Taking into account the latest results, the consensus forecast from Zhuzhou Kibing GroupLtd's eleven analysts is for revenues of CN¥20.7b in 2025. This reflects a substantial 29% improvement in revenue compared to the last 12 months. Statutory earnings per share are predicted to leap 57% to CN¥0.71. In the lead-up to this report, the analysts had been modelling revenues of CN¥20.7b and earnings per share (EPS) of CN¥0.70 in 2025. The consensus analysts don't seem to have seen anything in these results that would have changed their view on the business, given there's been no major change to their estimates.
With no major changes to earnings forecasts, the consensus price target fell 5.3% to CN¥6.87, suggesting that the analysts might have previously been hoping for an earnings upgrade. There's another way to think about price targets though, and that's to look at the range of price targets put forward by analysts, because a wide range of estimates could suggest a diverse view on possible outcomes for the business.
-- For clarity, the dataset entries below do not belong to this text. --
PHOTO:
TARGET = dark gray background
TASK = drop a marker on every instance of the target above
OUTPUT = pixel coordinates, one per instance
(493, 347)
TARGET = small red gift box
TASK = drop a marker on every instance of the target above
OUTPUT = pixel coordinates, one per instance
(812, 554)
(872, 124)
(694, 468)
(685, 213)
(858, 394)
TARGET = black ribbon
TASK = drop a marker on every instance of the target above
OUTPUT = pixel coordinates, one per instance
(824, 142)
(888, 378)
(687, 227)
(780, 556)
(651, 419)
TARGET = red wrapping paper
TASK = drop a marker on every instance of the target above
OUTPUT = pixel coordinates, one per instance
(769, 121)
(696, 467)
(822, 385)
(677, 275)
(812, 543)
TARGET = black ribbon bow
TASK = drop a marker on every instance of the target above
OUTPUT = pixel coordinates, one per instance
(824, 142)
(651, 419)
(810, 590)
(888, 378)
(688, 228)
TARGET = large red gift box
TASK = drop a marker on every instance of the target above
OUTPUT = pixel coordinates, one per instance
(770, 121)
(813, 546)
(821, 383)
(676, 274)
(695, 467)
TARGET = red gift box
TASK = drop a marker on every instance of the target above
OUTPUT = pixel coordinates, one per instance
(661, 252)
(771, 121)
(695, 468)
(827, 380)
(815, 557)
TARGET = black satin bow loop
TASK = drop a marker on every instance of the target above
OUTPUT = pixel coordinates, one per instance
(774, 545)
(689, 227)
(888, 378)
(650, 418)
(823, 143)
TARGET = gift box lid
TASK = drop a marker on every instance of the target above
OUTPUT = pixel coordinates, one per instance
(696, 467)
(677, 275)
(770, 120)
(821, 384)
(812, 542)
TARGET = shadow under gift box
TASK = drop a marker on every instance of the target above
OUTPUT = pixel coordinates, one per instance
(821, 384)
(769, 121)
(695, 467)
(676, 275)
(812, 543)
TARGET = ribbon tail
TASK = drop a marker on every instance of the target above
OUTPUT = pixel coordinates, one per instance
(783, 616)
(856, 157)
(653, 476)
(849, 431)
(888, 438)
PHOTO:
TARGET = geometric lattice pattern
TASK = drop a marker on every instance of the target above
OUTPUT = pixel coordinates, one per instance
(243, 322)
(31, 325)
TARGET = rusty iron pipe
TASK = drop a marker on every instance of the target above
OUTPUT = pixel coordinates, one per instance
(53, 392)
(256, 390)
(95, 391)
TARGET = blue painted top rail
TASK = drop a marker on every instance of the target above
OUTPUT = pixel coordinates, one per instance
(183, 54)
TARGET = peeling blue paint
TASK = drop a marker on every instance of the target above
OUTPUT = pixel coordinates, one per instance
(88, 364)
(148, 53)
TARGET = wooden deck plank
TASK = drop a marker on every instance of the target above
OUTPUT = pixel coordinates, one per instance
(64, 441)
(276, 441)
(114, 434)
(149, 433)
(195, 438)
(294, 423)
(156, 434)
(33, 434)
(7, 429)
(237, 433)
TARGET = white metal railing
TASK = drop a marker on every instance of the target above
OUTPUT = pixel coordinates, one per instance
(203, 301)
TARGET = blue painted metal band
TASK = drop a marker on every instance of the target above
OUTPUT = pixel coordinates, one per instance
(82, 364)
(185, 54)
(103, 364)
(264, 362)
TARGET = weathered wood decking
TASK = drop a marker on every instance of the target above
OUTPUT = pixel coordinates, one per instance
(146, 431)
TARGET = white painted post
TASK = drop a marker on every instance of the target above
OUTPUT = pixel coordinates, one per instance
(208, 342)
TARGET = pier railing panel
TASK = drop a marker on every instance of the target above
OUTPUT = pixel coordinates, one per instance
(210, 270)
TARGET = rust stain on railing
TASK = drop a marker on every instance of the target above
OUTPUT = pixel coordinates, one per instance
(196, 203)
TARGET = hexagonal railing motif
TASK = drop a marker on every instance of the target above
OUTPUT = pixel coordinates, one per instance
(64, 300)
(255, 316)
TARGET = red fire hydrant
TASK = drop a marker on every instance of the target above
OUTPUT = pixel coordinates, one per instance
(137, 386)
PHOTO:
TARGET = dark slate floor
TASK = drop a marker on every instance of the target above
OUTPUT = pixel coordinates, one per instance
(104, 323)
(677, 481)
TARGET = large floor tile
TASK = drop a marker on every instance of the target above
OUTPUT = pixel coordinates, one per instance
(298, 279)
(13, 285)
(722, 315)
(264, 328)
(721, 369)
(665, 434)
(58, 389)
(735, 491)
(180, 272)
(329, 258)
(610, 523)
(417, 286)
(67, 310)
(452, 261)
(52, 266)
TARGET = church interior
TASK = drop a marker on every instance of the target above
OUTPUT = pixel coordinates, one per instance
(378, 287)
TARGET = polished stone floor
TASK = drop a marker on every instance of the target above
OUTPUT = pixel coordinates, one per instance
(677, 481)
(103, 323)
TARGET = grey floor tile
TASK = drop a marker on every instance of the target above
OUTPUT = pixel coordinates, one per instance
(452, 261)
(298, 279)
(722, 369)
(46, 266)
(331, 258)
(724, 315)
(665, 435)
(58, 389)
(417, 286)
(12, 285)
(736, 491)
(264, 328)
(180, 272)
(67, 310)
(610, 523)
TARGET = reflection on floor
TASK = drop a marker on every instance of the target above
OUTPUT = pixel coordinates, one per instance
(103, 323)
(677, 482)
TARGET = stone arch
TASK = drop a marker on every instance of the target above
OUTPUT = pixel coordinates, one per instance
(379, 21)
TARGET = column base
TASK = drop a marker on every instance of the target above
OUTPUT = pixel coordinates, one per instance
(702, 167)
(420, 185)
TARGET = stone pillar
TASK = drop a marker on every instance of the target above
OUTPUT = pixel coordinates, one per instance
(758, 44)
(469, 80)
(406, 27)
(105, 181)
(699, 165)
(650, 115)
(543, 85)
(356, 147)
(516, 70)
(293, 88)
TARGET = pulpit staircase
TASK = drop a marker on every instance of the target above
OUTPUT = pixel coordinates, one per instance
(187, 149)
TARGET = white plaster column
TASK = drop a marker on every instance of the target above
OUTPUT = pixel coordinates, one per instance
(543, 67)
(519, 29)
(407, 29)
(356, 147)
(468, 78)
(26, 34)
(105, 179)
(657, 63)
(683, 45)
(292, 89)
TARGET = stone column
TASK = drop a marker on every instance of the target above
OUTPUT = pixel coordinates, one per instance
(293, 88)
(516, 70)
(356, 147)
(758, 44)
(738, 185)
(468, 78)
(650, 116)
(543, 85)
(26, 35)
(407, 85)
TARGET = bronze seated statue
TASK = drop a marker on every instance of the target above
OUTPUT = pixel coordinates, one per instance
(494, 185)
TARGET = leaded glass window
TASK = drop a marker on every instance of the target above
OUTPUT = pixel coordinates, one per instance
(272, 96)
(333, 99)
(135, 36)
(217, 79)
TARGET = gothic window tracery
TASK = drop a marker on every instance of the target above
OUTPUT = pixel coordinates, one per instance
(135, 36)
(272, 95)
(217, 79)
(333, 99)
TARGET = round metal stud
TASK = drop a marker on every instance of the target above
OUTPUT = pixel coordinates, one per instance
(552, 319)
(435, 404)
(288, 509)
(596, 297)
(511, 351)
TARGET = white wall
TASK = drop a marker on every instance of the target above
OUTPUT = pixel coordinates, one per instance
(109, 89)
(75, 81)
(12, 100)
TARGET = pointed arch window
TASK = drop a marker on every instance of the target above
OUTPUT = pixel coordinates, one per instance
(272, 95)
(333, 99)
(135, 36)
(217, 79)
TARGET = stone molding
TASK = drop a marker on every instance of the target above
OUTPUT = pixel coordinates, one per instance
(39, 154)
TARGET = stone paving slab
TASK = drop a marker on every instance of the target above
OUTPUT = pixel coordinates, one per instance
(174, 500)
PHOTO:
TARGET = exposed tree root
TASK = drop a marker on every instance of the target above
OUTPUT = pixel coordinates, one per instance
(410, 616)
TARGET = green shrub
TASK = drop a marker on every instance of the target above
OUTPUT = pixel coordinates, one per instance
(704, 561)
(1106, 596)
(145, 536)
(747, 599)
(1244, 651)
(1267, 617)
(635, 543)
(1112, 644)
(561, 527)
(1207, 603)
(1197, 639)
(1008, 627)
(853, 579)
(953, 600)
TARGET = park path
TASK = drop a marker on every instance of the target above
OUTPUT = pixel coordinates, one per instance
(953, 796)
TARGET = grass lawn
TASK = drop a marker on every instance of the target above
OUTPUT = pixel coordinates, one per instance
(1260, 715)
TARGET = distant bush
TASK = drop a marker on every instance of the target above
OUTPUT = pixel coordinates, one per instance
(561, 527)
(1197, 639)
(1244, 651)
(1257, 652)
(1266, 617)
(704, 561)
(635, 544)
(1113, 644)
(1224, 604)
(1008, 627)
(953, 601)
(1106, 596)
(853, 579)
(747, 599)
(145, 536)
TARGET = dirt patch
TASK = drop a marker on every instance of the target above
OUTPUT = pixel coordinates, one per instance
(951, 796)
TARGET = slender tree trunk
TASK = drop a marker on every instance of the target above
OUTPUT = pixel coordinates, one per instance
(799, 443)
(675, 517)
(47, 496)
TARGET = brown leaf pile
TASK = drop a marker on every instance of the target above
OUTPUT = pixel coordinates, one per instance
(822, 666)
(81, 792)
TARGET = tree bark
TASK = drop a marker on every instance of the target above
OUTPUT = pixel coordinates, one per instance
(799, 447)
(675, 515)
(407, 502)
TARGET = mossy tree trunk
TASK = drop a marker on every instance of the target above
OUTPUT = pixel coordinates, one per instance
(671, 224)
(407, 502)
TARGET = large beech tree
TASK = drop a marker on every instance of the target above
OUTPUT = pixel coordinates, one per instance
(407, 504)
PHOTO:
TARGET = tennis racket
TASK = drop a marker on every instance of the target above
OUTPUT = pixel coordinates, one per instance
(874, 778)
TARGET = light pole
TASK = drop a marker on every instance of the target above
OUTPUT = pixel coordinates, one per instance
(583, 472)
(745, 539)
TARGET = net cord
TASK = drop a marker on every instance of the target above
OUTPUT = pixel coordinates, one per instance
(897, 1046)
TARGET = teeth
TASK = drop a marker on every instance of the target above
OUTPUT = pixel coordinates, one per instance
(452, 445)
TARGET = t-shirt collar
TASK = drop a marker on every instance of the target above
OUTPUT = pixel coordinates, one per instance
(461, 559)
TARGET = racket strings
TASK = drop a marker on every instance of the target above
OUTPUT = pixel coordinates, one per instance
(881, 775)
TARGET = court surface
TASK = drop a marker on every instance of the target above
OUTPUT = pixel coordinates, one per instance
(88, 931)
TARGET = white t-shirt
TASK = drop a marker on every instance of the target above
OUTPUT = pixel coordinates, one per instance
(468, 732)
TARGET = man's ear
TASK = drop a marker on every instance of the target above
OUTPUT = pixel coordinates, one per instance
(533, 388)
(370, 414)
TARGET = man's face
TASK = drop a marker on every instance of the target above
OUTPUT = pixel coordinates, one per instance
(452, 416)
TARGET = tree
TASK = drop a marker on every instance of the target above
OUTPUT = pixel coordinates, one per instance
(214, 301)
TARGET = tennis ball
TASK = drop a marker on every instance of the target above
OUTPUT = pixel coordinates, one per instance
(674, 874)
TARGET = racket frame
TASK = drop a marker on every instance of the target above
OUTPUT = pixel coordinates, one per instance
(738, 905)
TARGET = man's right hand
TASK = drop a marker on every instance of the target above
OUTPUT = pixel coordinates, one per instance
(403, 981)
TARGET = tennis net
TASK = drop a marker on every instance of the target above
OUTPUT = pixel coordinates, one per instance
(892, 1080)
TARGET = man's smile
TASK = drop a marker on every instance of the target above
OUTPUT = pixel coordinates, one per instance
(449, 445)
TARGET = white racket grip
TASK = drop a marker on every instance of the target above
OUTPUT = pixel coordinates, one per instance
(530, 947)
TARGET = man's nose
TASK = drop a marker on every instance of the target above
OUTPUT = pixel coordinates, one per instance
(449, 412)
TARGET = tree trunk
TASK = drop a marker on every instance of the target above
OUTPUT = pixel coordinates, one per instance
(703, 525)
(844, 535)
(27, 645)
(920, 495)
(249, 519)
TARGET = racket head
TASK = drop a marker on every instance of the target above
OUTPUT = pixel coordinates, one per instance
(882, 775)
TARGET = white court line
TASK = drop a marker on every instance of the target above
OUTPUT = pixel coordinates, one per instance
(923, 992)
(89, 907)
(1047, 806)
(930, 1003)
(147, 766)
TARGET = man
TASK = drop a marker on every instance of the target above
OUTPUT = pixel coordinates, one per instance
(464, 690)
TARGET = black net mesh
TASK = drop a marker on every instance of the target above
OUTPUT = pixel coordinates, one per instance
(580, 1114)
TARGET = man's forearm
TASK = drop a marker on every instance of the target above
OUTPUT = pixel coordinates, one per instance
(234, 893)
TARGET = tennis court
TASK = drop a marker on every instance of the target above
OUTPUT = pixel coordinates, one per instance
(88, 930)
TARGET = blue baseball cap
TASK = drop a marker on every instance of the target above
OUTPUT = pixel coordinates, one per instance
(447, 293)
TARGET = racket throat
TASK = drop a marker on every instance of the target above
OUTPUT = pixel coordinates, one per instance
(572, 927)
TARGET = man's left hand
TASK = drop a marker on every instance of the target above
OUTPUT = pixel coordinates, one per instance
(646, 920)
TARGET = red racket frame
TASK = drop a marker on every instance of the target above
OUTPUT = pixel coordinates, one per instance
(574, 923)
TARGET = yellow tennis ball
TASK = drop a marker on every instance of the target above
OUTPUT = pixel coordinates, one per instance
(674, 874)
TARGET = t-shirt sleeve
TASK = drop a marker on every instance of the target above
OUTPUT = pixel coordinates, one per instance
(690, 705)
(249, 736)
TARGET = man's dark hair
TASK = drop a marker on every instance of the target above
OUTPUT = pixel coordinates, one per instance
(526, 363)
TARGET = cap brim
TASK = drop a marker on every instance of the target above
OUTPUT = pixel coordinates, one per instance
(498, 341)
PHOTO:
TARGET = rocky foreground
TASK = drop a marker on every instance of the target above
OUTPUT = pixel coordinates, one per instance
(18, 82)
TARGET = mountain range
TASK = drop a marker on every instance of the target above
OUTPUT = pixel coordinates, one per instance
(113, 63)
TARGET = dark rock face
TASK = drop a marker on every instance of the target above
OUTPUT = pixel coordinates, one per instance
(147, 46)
Currently, the most bullish analyst values Zhuzhou Kibing GroupLtd at CN¥11.00 per share, while the most bearish prices it at CN¥4.10. So we wouldn't be assigning too much credibility to analyst price targets in this case, because there are clearly some widely different views on what kind of performance this business can generate. With this in mind, we wouldn't rely too heavily the consensus price target, as it is just an average and analysts clearly have some deeply divergent views on the business.
Another way we can view these estimates is in the context of the bigger picture, such as how the forecasts stack up against past performance, and whether forecasts are more or less bullish relative to other companies in the industry. It's clear from the latest estimates that Zhuzhou Kibing GroupLtd's rate of growth is expected to accelerate meaningfully, with the forecast 22% annualised revenue growth to the end of 2025 noticeably faster than its historical growth of 12% p.a. over the past five years. By contrast, our data suggests that other companies (with analyst coverage) in a similar industry are forecast to grow their revenue at 14% per year. It seems obvious that, while the growth outlook is brighter than the recent past, the analysts also expect Zhuzhou Kibing GroupLtd to grow faster than the wider industry.
The Bottom Line
The most important thing to take away is that there's been no major change in sentiment, with the analysts reconfirming that the business is performing in line with their previous earnings per share estimates. Fortunately, they also reconfirmed their revenue numbers, suggesting that it's tracking in line with expectations. Additionally, our data suggests that revenue is expected to grow faster than the wider industry. Furthermore, the analysts also cut their price targets, suggesting that the latest news has led to greater pessimism about the intrinsic value of the business.
With that said, the long-term trajectory of the company's earnings is a lot more important than next year. We have forecasts for Zhuzhou Kibing GroupLtd going out to 2026, and you can see them free on our platform here.
You should always think about risks though. Case in point, we've spotted 3 warning signs for Zhuzhou Kibing GroupLtd you should be aware of, and 2 of them are concerning.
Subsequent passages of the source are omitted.